U.S. regulatory momentum is reshaping the digital asset landscape, with implications that could upend one of the industry’s most enduring narratives: Bitcoin’s four-year cycle. Galaxy Digital CEO Mike Novogratz, speaking with Bloomberg, argues that new U.S. crypto legislation—the recently enacted GENIUS Act and the anticipated CLARITY Act—marks a transformative moment that could rewrite crypto market behavior and investor expectations.
Historically, Bitcoin’s value has surged and receded in a pattern tied to “halving” events, which reduce mining rewards approximately every four years. This scarcity mechanic has fueled both euphoric bull runs and inevitable corrections, as seen in 2017, 2021, and again following the latest halving in April 2024. Yet Novogratz believes the current cycle could break from this rhythm, fundamentally altered by shifting U.S. policy.

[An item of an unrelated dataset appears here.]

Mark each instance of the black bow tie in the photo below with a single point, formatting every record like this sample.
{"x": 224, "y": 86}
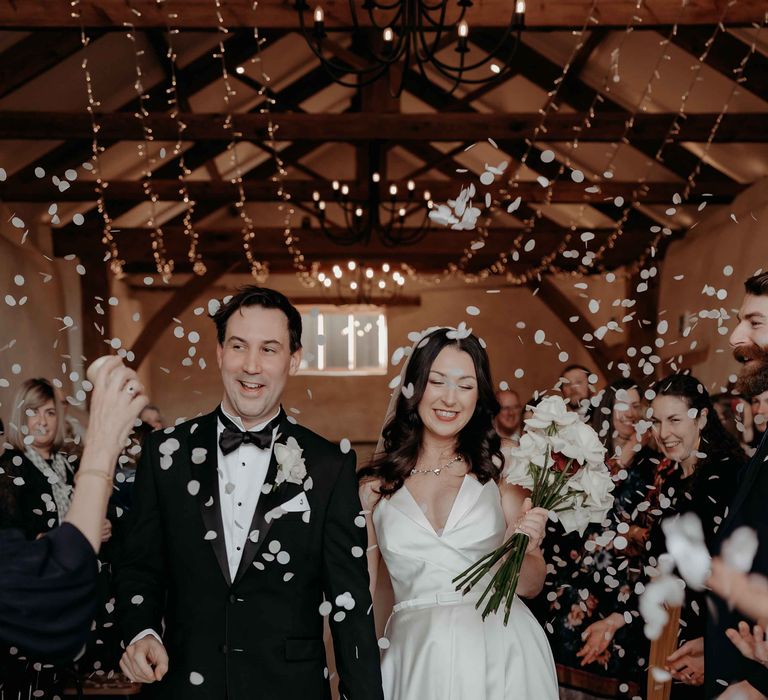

The engine of change? Two pieces of legislation. The GENIUS Act introduces a rigorous regulatory framework for stablecoins, supporting their integration into mainstream finance, including seamless use across platforms from iPhones to major social networks. The pending CLARITY Act, described by Coinbase CEO Brian Armstrong as a “freight train leaving the station,” promises to clarify federal oversight of digital assets—ushering in a new level of institutional participation by settling long-standing regulatory uncertainty.
Novogratz forecasts that this “twin bookend” of legislation will unleash waves of new market entrants and capital—a force strong enough to override the established four-year cycle dynamics. “You’re going to have this new wave of participation,” he notes, “So we might not be in the traditional cycle.”
Despite concerns from some U.S. lawmakers over the political optics of crypto engagement, including scrutiny of the Trump family’s interests, Novogratz maintains that legislative momentum is now bipartisan. The House Financial Services Committee has signaled plans to advance the CLARITY Act within months, potentially locking in a regulatory milestone before year-end.
Market volatility persists, as evidenced by a recent $200 billion crypto sell-off attributed to capitulation by large Chinese miners and bearish activity from influential industry players. Still, Novogratz characterizes the pullback as “temporary,” arguing that structural reforms and clearer rules foster greater resilience for digital assets in the long term.
The U.S. is primed to redefine crypto’s investment cycle. With both legislative clarity and new institutional capital on the horizon, the sector is navigating toward a future where predictable cycles give way to continuous evolution—transforming not just Bitcoin, but the broader financial system.